Sampling Distribution and Confidence Intervals for a Population Mean Difference

Paired Data Scenario or Matched Pairs

When you have two measurements on the same object or scenario. This can occur if:

Each person/unit is measured twice. Two measurements of the same characteristic made under different conditions. Example: measuring a quantitiative response both before and after treatment.
Similar individuals/units paired prior to experiment. Each member of a pair receives a different treatment. Same (quantitative) response variable is measured for all individuals.

Consider one population of all possible differences. The parameter is $\mu_d$, the mean of the population differences. The after minus before, or before minus after. You take this mean from a set of sample differences, $d_1, d_2, \dots d_n$.
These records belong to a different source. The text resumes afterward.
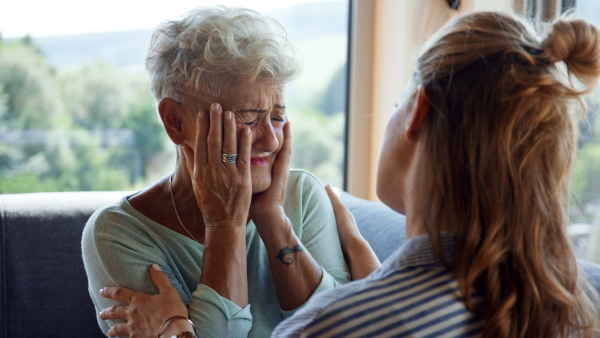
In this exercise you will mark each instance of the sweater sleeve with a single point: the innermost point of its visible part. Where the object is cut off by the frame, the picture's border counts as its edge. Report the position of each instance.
(318, 233)
(118, 252)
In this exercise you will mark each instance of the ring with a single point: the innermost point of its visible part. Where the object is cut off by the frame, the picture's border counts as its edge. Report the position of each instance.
(229, 158)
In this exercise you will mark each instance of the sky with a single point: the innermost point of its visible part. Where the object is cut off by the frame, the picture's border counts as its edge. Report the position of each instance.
(43, 18)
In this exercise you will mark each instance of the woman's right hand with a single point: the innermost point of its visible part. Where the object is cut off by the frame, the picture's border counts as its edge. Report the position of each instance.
(223, 190)
(358, 253)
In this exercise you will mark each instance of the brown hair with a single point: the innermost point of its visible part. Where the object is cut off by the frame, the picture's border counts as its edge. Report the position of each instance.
(500, 140)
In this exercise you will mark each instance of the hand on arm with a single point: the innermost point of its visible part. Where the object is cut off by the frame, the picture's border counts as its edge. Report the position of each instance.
(295, 272)
(144, 314)
(358, 253)
(223, 192)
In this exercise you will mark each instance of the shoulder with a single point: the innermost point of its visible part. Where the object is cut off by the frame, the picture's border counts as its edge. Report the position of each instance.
(305, 192)
(326, 310)
(114, 223)
(302, 178)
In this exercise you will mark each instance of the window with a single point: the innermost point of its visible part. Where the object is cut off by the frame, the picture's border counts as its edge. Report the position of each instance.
(76, 113)
(585, 211)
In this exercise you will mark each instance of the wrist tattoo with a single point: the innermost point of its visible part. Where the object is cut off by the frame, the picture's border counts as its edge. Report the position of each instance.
(286, 251)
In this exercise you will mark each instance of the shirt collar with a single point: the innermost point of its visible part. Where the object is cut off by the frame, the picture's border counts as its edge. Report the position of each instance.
(420, 252)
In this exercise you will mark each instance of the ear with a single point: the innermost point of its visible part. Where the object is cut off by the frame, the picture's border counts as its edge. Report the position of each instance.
(418, 116)
(170, 114)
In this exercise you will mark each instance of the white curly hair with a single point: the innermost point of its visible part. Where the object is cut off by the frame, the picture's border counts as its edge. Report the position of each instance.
(201, 57)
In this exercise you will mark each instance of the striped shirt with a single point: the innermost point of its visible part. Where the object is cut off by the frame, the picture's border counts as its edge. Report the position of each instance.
(412, 294)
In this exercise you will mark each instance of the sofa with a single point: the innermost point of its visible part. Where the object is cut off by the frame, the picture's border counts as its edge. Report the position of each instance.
(43, 285)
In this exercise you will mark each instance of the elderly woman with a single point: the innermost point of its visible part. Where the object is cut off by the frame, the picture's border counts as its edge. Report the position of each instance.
(477, 156)
(243, 240)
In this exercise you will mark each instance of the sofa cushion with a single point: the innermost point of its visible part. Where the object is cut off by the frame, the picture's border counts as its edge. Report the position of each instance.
(385, 229)
(42, 279)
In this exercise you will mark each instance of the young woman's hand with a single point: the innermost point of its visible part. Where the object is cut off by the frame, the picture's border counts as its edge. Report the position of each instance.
(358, 253)
(223, 190)
(267, 206)
(144, 314)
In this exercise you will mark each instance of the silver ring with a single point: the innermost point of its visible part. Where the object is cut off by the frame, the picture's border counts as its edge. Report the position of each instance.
(229, 158)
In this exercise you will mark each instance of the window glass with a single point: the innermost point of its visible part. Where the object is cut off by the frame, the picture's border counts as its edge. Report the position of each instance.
(585, 211)
(75, 108)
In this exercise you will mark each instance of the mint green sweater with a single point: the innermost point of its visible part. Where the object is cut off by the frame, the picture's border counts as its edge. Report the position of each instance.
(119, 245)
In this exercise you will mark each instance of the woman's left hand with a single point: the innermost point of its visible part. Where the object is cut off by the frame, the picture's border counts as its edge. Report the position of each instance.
(144, 313)
(267, 206)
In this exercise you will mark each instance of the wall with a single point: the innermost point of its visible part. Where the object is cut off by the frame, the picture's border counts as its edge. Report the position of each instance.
(385, 37)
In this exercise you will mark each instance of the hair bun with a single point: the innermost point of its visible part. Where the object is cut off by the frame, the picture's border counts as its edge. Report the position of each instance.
(577, 43)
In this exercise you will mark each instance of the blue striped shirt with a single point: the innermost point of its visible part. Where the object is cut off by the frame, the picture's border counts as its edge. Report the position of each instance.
(412, 294)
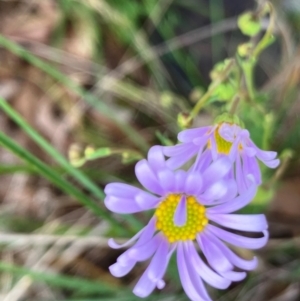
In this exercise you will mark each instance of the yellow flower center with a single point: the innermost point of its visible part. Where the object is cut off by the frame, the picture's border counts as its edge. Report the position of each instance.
(195, 218)
(223, 146)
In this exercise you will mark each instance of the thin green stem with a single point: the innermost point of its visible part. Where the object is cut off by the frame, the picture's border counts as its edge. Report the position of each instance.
(57, 156)
(201, 102)
(268, 34)
(56, 179)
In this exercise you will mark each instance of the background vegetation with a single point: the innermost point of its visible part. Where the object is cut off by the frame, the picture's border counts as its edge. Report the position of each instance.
(87, 87)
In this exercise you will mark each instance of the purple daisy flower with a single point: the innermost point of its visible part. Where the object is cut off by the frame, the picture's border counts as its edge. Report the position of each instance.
(221, 140)
(191, 209)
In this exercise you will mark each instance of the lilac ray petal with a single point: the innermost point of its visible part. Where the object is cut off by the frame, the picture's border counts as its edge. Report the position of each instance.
(121, 190)
(215, 191)
(180, 176)
(119, 205)
(167, 180)
(235, 204)
(206, 273)
(263, 155)
(213, 148)
(272, 163)
(201, 141)
(144, 286)
(238, 240)
(147, 177)
(230, 193)
(156, 157)
(196, 280)
(216, 171)
(190, 134)
(250, 166)
(239, 262)
(240, 176)
(146, 201)
(143, 235)
(159, 262)
(145, 251)
(185, 278)
(193, 183)
(118, 270)
(234, 276)
(243, 222)
(214, 257)
(178, 161)
(249, 151)
(202, 161)
(180, 215)
(178, 149)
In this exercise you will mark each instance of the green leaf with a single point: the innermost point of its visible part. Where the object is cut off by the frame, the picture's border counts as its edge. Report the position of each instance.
(248, 24)
(92, 154)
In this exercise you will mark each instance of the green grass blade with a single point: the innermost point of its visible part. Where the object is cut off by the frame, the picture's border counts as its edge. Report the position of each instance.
(131, 133)
(56, 179)
(57, 156)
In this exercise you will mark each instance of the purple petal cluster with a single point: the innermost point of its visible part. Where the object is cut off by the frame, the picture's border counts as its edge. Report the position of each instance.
(193, 210)
(221, 140)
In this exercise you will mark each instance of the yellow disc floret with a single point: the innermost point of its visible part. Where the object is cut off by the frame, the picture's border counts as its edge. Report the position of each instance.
(195, 221)
(223, 146)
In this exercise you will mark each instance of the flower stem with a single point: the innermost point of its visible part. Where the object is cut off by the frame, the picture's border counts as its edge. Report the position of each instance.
(201, 102)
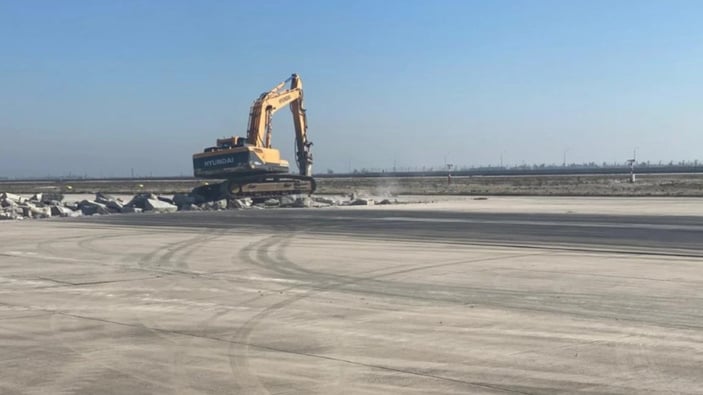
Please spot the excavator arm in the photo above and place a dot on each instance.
(260, 127)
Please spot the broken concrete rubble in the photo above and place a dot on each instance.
(51, 204)
(362, 202)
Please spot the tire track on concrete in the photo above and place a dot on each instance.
(240, 342)
(176, 257)
(174, 260)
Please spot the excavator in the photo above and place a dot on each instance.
(251, 167)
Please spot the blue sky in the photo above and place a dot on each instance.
(101, 87)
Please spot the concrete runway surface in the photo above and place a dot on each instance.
(354, 301)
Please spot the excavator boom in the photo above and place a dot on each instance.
(251, 166)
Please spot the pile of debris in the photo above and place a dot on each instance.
(52, 204)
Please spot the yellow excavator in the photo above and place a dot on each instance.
(251, 167)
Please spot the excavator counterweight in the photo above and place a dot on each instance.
(251, 167)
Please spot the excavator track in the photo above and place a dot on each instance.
(258, 188)
(270, 186)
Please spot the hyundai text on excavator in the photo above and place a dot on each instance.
(251, 167)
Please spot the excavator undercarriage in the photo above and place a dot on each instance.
(258, 188)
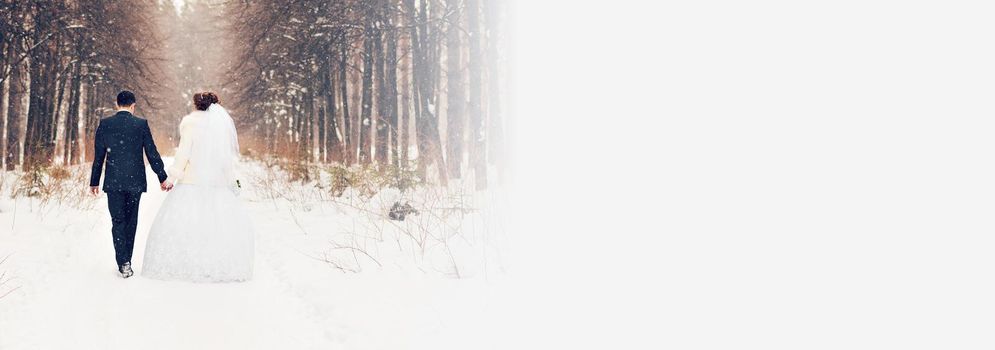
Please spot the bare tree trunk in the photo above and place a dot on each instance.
(71, 155)
(493, 12)
(391, 81)
(455, 97)
(344, 93)
(381, 98)
(478, 151)
(367, 103)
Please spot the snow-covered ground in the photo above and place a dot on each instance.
(331, 273)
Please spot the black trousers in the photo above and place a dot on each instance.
(124, 218)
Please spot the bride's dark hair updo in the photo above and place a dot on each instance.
(202, 100)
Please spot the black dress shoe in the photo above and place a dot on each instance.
(126, 270)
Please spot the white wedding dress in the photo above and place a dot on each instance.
(202, 232)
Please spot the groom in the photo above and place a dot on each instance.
(121, 140)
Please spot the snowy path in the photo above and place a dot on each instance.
(71, 297)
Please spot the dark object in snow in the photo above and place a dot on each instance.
(398, 211)
(126, 270)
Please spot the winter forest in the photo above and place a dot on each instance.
(372, 164)
(392, 84)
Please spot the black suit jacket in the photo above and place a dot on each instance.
(121, 139)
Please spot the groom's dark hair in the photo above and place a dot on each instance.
(125, 98)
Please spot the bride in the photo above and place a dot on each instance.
(202, 232)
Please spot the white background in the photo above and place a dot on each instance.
(762, 174)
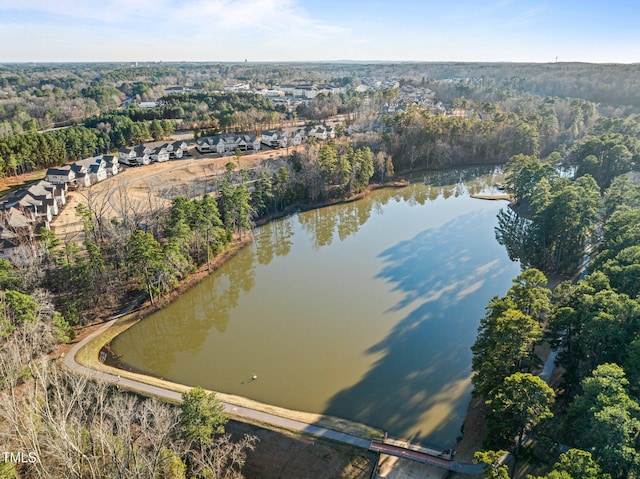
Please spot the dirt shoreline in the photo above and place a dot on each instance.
(471, 437)
(88, 356)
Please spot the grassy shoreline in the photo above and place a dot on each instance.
(89, 353)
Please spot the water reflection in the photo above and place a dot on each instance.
(183, 325)
(365, 310)
(273, 239)
(419, 388)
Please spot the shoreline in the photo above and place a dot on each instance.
(88, 355)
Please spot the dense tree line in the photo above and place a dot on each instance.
(490, 133)
(594, 325)
(36, 151)
(61, 425)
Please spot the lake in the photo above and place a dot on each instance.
(365, 310)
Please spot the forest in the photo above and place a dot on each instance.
(560, 225)
(569, 148)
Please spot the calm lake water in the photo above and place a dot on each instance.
(364, 311)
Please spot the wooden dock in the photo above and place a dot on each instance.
(411, 452)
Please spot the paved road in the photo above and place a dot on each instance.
(241, 412)
(237, 411)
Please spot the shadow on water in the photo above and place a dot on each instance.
(153, 344)
(419, 389)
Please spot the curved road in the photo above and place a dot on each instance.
(242, 412)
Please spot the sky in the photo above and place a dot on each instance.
(320, 30)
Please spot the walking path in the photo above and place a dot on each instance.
(242, 412)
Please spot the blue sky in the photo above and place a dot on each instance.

$\mu_d$ = the mean for population of interest
$\sigma_d$ = standard deviation for the population of interest
$\bar{d}$ = sample mean for random sample of size $n$.

This sample mean $\bar{d}$ has a normal distriubtion.

If the population of differences has a normal distriubtion, and a random sample of any size is obtained, then the distribution of the mean difference has a normal distribution. If the population of differences does NOT have a normal distribution, but a large random sample of size n is obtained, then the distribution of the sample mean difference $\bar{d}$ is approximately normal, with a mean of $\mu_d$ and SD of:

$$\text{s.d.}(\bar{d}) = \frac{\sigma_d}{\sqrt{n}}$$

Notes about Distribution and Sample Mean Difference

Arbitrary level for "large sample size" = 30.
Standard deviation of $\bar{d}$ is a measure of accuracy of the process of using sample mean difference to estimate population mean difference.
In practice, $\sigma_d$ is rarely known, so we use the sample error instead.

Confidence Intervals for Population Mean Difference

Use the sample mean difference and standard error to produce a range of reasonable values for the population mean difference:

$$\bar{d} \pm t^* \text{s.e.}(\bar{d})$$

The $t^*$ is used because you are looking at means and you don't know population standard deviation. $n-1$ degrees of freedom are used, where $n$ is your sample size.

You can use this to make a standardized test statistic for testing hypotheses:

$$\frac{\text{Sample statistic} - \text{Null value}}{\text{Null standard error}}$$

This test statistic is a $t$ statistic for the same reason as above. This has $n-1$ degrees of freedom.